An excerpt:
Listen, world. Dawkins and Dennett and Tyndall aren't arrogant: they're right. There is a difference. That's a real problem for scientists, that they keep saying unpleasant things like "the planet is getting hotter" and "smoking cigarettes can kill you" and "unprotected sex can spread some very serious diseases" and then they back it up with statistics and measurements and scary photos of tumor-riddled lungs, and ruin everyone's fun. Similarly, when Dawkins points out that religion is fueling terrorism and encouraging people to compromise our kids' educations, he's stating the obvious truth obvious to everyone who isn't blinkered by the false promotion of religion as a virtue. That's being right.I'm not so sure though that being right precludes arrogance. Dawkins definitely can come across as arrogant, which PZ basically concedes. Watch Dawkins on The Root of All Evil and make up your own mind. Regardless of how right he is, anyone arguing against a deeply-held belief is going to have to jump through ridiculous hoops of diplomacy to avoid appearing arrogant, and I can't say I blame Dawkins for not wanting to do that.

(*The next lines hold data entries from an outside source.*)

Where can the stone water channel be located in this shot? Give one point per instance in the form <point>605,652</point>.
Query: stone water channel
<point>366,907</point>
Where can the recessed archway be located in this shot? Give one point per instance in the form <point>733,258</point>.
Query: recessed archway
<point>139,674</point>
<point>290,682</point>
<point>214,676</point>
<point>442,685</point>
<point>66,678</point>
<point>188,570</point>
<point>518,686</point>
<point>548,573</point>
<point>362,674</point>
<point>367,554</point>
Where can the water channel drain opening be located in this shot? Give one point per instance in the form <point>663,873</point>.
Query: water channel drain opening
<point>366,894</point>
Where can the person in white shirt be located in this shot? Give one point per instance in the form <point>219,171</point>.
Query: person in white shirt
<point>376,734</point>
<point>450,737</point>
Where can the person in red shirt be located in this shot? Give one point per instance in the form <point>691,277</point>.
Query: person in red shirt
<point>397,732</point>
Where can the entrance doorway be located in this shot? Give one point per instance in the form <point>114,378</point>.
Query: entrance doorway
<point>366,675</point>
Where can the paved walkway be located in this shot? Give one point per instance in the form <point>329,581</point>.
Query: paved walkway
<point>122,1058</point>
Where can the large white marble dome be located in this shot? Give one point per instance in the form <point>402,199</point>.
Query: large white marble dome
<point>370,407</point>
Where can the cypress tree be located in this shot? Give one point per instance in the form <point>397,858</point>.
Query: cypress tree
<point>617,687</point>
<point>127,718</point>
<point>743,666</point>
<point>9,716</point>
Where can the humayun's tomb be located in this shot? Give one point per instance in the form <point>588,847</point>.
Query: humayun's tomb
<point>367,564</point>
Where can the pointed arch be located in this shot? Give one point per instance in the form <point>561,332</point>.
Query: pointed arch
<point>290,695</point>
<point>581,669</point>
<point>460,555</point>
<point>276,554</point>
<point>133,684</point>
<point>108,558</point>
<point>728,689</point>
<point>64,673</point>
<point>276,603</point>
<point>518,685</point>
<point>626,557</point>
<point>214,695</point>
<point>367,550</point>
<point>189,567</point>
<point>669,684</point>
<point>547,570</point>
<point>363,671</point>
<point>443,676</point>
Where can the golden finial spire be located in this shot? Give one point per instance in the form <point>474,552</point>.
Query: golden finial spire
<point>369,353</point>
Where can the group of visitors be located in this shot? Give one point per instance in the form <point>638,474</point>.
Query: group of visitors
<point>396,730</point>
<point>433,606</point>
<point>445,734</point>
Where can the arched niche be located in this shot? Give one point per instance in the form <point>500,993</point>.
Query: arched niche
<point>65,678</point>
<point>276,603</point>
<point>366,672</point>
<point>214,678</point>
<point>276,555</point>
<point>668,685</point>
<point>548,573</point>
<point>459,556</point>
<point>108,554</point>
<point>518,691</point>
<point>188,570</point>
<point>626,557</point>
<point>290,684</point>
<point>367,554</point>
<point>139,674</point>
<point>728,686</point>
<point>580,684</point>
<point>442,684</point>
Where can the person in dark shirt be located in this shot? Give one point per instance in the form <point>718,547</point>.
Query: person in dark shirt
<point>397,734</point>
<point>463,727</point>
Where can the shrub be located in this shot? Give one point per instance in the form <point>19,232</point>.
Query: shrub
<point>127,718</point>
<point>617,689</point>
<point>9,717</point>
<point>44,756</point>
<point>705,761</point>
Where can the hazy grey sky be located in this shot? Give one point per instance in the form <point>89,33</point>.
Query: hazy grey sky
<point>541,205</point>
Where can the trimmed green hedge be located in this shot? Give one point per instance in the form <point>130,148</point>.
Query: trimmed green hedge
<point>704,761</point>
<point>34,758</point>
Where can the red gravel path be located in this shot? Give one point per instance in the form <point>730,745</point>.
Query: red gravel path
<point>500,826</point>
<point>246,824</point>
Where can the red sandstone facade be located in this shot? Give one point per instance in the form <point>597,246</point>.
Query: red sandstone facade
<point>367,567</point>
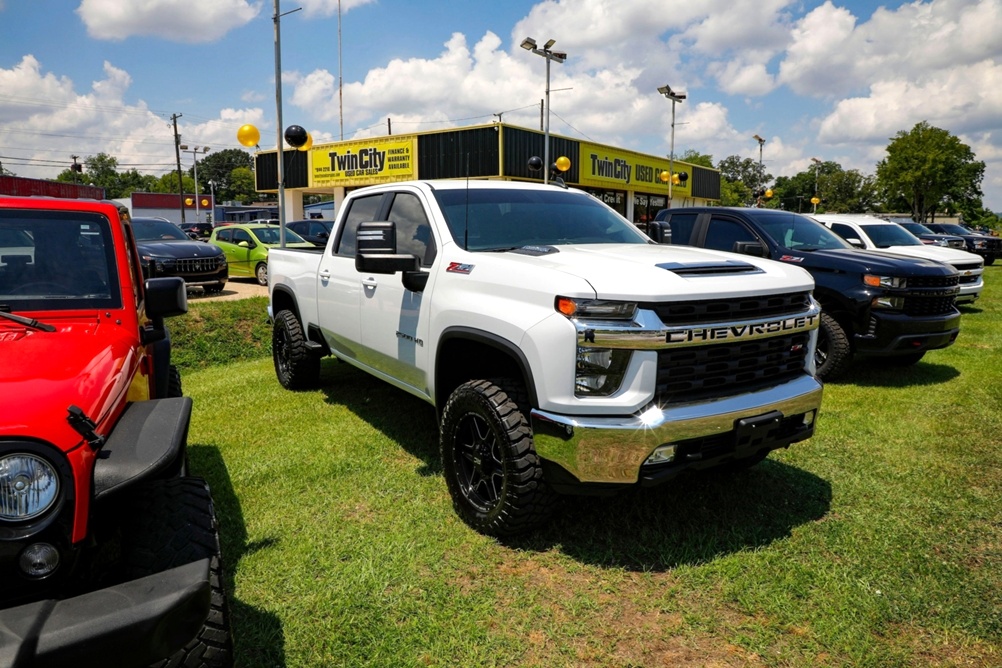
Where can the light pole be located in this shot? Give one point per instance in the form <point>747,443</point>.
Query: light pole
<point>194,156</point>
<point>762,142</point>
<point>816,198</point>
<point>674,97</point>
<point>529,44</point>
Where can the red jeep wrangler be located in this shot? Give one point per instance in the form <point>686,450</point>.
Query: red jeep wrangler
<point>109,553</point>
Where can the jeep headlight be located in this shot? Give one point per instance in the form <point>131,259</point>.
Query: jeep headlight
<point>874,280</point>
<point>29,487</point>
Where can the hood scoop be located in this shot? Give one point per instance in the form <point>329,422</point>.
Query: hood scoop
<point>709,268</point>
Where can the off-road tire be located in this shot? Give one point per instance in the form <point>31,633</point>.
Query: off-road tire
<point>834,353</point>
<point>173,382</point>
<point>296,366</point>
<point>489,461</point>
<point>172,523</point>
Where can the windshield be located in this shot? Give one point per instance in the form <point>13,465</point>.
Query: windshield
<point>56,259</point>
<point>799,232</point>
<point>916,228</point>
<point>270,235</point>
<point>885,236</point>
<point>951,228</point>
<point>502,218</point>
<point>157,230</point>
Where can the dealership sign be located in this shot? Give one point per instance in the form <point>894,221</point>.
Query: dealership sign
<point>367,161</point>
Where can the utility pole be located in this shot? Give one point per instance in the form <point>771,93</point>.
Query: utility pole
<point>177,157</point>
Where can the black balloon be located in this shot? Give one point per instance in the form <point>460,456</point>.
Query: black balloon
<point>296,135</point>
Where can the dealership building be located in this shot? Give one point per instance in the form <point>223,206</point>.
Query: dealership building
<point>628,181</point>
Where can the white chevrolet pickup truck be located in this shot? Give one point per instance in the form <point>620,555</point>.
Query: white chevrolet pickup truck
<point>564,352</point>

Anyway here's a great quote (very thoroughly cited) I noticed on that same site:
What makes a free thinker is not his beliefs, but the way in which he holds them. If he holds them because his elders told him they were true when he was young, or if he holds them because if he did not he would be unhappy, his thought is not free; but if he holds them because, after careful though, he finds a balance of evidence in their favor, then his thought is free, however odd his conclusions may seem.
- Bertrand Russell, "The Value of Free Thought: How to Become a Truth-Seeker and Break the Chains of Mental Slavery" (1944) in Bertrand Russell on God and Religion (Buffalo, NY: Prometheus, 1986), pp. 239-40.